Gymholics, a fitness app, has taken a different approach. Its New Year posts feature memes that exaggerate the enthusiasm people have about joining gyms in January and their over-the-top excitement.
It has also shed light on how the New Year's resolutions fade away as January comes to an end.
Meanwhile, Moderate is taking a different route, focusing less on workouts and more on what goes into your body. Their messaging emphasises conscious eating habits, cutting sugar and carbs, and making mindful food choices.
While fitness brands sell motivation and wellness brands sell peace of mind, health insurance companies have entered the New Year conversation with a more pragmatic pitch. Their angle is simple: resolutions aren't just about becoming better, they're also about protecting yourself while you're at it.
Star Health carried its campaign saying: We hope you never need us, but we're here if you do.
New India Assurance framed their message around early preparation, suggesting that health, travel, and vehicle safety are things better sorted at the start of the year rather than scrambled for during emergencies.
ICICI Lombard joined the chorus, encouraging people to add health insurance to their 2026 priorities.
The February fear factor
As I write this, still undecided about my own fitness journey, I understand what these brands are really fighting against. It's not just competition from other companies. It's the February fade, that moment when the enthusiasm wanes, when missing one workout becomes missing a week, when ‘I'll start tomorrow’ becomes ‘maybe next month’, and that next month does not seem to come any soon.
Fitness brands have about three more weeks to convert the curious into the committed, to turn resolution-makers into habit-builders. Their campaigns might be polished and their messaging strategic, but ultimately, they're addressing a very human struggle: the gap between who we want to be and the effort it takes to get there.

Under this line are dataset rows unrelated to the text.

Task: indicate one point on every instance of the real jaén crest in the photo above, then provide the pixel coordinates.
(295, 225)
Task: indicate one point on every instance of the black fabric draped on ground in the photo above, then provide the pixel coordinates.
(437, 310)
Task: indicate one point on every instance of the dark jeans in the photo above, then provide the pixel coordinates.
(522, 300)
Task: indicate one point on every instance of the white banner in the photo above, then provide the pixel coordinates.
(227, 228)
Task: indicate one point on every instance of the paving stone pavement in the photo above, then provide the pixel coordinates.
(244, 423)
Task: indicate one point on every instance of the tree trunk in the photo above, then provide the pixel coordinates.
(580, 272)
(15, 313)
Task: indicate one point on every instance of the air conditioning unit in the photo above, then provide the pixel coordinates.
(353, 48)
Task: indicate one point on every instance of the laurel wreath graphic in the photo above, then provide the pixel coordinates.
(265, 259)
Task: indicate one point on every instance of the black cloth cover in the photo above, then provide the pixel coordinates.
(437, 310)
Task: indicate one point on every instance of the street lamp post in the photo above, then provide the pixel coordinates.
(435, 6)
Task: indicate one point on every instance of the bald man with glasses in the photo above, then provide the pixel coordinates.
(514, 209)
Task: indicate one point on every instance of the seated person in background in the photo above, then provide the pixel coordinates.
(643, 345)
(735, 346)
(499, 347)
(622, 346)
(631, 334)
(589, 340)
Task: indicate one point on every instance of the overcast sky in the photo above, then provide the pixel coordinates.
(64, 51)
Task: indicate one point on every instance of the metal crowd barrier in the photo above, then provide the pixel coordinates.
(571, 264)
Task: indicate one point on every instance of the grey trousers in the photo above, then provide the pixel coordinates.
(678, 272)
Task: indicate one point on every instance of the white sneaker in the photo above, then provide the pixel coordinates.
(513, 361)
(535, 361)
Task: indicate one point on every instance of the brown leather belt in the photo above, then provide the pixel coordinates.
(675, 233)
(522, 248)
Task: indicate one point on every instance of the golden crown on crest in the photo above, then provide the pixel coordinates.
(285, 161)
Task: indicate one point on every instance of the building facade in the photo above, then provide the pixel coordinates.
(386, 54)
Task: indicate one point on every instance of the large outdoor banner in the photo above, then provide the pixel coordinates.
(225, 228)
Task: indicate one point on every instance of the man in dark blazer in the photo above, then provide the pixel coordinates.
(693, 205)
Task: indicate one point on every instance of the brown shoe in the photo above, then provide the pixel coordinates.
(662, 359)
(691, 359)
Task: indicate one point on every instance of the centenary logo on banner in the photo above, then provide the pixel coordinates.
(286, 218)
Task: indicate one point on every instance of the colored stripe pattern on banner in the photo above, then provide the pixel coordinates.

As for me? I'm still deciding between the gym and badminton. But at least now I understand why my inbox is flooded with motivational emails. These brands aren't just selling fitness. They're racing against the calendar, trying to catch me before February does.
The question is: will they succeed before my confusion turns into another abandoned resolution? Only time, and probably how convincing their next email is, will tell.